# Frequency Spectrum Distribution Similarity (FSDS)
FSDS describes the image quality from the perspective of frequency spectrum. The complete implementation of FSDS is in `FSDS_code.py`. This jupyter notebook file is to explain how the code runs. A minimal example is shown below:

In [2]:
import FSDS_code
from PIL import Image
from torchvision.transforms import ToTensor
sr = ToTensor()(Image.open("./example_figures/EDSRx4.png"))
gt = ToTensor()(Image.open("./example_figures/gt.png"))
fsds = FSDS_code.FrequencySpectrumDistributionSimilarity(sr, gt)
print(f"The fsds metric of the example image is {fsds:.3f}")

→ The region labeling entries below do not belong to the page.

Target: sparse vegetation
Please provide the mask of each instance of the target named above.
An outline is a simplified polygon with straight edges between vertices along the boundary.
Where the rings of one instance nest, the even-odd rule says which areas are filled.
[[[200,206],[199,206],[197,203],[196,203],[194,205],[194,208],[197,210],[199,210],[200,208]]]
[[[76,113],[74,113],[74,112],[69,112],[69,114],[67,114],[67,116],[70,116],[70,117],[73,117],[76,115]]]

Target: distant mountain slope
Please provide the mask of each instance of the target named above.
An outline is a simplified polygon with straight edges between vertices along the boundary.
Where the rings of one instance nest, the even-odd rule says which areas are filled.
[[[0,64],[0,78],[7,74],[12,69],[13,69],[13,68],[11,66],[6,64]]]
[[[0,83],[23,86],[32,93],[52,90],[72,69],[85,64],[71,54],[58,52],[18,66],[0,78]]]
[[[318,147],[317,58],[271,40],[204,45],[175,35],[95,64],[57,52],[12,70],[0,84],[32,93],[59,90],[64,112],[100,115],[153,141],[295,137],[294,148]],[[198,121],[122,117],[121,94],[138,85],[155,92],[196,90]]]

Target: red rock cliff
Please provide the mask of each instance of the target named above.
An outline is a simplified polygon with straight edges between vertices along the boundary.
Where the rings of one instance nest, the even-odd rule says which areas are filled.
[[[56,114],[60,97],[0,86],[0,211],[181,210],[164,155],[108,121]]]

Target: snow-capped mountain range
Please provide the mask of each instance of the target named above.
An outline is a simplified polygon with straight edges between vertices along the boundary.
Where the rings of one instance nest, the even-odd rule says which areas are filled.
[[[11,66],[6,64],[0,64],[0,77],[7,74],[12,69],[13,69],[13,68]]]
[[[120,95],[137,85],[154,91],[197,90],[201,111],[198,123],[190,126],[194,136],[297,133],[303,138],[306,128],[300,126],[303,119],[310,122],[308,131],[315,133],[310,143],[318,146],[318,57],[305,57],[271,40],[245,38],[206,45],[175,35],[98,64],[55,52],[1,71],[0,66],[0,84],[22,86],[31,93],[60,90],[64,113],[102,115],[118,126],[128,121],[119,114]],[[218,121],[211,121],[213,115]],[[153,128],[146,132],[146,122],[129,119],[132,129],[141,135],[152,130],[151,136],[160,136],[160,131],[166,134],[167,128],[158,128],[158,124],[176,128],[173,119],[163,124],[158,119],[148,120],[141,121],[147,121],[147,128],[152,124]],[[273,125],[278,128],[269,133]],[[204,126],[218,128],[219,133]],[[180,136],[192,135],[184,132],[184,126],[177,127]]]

The fsds metric of the example image is 29.056


## Entrance of FSDS metric
In `FSDS_code.py`, you can find a function named `FrequencySpectrumDistributionSimilarity(pred, gt)`. This function takes two arguments, `pred` and `gt`, which are the predicted image and the ground truth image, respectively. The function returns a scalar value, which is the FSDS score of the predicted image. `pred` or `gt` can be pytorch tensor of shape `NxCxHxW` or `CxHxW`, `N` is the batch size, `C` is the number of channels, `H` and `W` is the spatial sieze of the image. The function will return a scalar value if the tensor is in shape `CxHxW`, otherwise it will return a list of scalar values.
The implementation of `FrequencySpectrumDistributionSimilarity` is shown below.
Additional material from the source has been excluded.